← Back Published on

Ryan's Listening Data Journal

This has been a personal little side project of mine. I’ve been creating data sets of my friend’s spotify statistics to figure out, statistically, what their favorite songs and bands are. For this, I will be using my own data.

To start, I got the data into an excel spreadsheet. This is what it looks like:

It’s a little messy here, but the data that matters to us are columns ‘B’ and ‘D’. These give us the song title and artist title.

Then with a little excel math, we can find how many times the artist appears in this spreadsheet:

All this is doing is displaying how many times each artist appears. For example: blink-182 appears twice. This isn’t perfect. For example, if a song has multiple artists, it will be counted separately from the count of the artist. In this screenshot you can see there is 1 occurrence of a song by Linkin Park and Kiiara. This song is a Linkin Park song called heavy. But Linkin Park alone appears 6 times. So “Heavy” is being counted separately from the rest of Linkin Park’s discography. We have to go in and manually fix this.

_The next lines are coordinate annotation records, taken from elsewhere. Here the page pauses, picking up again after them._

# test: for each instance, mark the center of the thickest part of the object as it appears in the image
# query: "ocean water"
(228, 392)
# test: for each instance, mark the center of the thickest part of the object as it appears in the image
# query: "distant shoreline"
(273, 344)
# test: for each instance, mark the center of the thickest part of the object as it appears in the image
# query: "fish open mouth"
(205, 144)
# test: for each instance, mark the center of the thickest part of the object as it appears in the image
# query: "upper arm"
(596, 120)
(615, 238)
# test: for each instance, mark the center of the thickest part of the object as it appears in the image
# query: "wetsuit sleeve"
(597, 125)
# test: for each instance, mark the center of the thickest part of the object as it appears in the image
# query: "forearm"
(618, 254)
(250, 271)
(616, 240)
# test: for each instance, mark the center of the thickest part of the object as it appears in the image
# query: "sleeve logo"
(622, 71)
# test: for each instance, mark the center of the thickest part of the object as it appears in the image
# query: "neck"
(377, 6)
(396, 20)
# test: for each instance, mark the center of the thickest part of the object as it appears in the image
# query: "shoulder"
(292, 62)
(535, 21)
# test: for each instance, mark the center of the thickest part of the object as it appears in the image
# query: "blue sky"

Now I’ve gone in and done this. I checked the data and made sure it’s consistent. I’ve fixed the duplicates and corrected any mistakes. The data is now in a new sheet and is ready to be used. Let’s track my Spotify data.

I’ve put my data into Tableau and now it’s all nice and neat.

Now here’s one way I can present this data. Although I don’t love the way this looks. I think I’d rather use a treemap.

That looks a lot better to me. I’m just going to put the finishing touches on this and I have my data presented neatly.

This is just an example of what I would use a dataset like this for. A test run basically. But in the future I would use this to track listening trends on a larger scale. Perhaps I could collect the raw data of a group of people (like Emerson maybe) and then present it like this. Show demographics of the school’s listening habits. It could make for an interesting story.